There is still an ongoing debate about the proper way to worship the Lord. There are those who believe that liturgical is the acceptable way, while others condemn liturgy as being boring and point to a seeker-friendly service as being the best. There are those who state hymns sung from hymnals are the only proper worship songs, while others claim scripture songs are better. Some churches tout their exuberant worship services, while others praise their quiet, contemplative services. The debate goes on to include frequency of services, how and when to serve communion, the size and decoration of the church buildings, and even organized churches verses home churches.

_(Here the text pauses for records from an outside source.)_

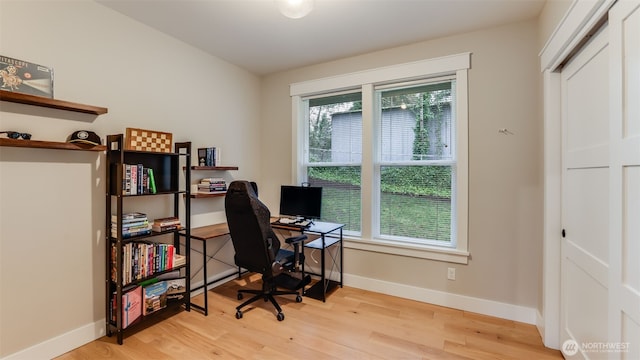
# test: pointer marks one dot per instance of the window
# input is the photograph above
(334, 153)
(414, 172)
(389, 148)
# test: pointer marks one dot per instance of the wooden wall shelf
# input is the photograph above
(49, 145)
(222, 168)
(203, 195)
(51, 103)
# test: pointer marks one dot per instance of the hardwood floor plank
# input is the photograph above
(351, 324)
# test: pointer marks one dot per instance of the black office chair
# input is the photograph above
(258, 249)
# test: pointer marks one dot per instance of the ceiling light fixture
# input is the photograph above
(295, 9)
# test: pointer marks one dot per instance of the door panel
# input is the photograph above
(585, 209)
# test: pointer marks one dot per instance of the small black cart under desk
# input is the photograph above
(328, 235)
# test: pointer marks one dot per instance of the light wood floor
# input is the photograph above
(352, 324)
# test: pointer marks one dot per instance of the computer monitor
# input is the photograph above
(301, 201)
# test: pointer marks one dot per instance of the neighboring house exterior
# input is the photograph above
(398, 129)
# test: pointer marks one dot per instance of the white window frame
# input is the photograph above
(366, 81)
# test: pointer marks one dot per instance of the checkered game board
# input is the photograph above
(148, 140)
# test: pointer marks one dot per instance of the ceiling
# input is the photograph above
(254, 35)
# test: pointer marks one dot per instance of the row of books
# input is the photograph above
(212, 186)
(166, 224)
(208, 156)
(141, 260)
(145, 299)
(137, 180)
(133, 224)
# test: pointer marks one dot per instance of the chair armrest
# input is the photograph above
(295, 239)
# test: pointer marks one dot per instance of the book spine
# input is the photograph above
(152, 182)
(140, 179)
(134, 179)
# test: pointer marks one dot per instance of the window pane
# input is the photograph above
(416, 123)
(340, 194)
(415, 202)
(335, 129)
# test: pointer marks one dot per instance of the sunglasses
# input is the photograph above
(16, 135)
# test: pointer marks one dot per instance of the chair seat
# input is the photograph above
(287, 258)
(291, 282)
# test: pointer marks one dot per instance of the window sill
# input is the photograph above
(412, 250)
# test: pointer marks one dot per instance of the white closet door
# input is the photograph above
(585, 208)
(624, 280)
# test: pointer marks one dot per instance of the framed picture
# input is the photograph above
(24, 77)
(148, 140)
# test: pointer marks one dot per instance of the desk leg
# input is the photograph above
(204, 277)
(322, 271)
(341, 258)
(205, 308)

Sadly, many of us are just like the Temple Leaders, focusing on the wrong thing; the technical aspects of worship and not on the fact the Lord was being worshipped.

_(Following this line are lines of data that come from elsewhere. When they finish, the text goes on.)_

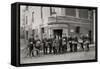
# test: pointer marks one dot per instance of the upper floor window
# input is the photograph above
(26, 7)
(83, 13)
(26, 20)
(70, 11)
(32, 16)
(52, 11)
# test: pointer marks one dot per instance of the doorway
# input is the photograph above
(57, 32)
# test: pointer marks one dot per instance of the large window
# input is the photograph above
(52, 10)
(70, 11)
(83, 13)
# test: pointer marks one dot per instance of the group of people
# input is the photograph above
(57, 45)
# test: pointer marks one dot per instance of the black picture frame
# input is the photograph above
(15, 34)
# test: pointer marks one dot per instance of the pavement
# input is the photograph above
(69, 56)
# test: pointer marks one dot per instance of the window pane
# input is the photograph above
(70, 11)
(83, 13)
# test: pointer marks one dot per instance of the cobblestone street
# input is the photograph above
(70, 56)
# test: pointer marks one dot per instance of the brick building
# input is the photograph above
(54, 21)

When my children were little, I tried to get up at least an hour before they woke, in order to have time for Bible reading and coffee.

Generally, one of my children would wake up during that time and would come and climb into my lap. I would wrap my arms around them and we would sit there, sharing a quiet and intimate moment. Later in the day, they would all be running around the house playing. It was not uncommon for one of them to stop, run over, hug me and say, “I love you, Mama,” before rejoining their siblings in play. Now that our children are grown, they no longer climb in my lap, but their expressions of love for me are no less precious.

God created everyone differently. For those of us who are believers, our worship of the Lord is as unique as our fingerprint. Jesus accepted Mary pouring spikenard over His feet as well as the adulation of the children’s “Hosannas.” If it is accepted by God, who are we to question how our brothers and sisters in Christ choose to worship their Heavenly Father?

Pray with me?

Father God, thank You for creating me uniquely. Please forgive me for the times I have looked down upon the way my brothers and sisters in Christ worship You. Let me instead rejoice in the fact You are being worshipped. Amen.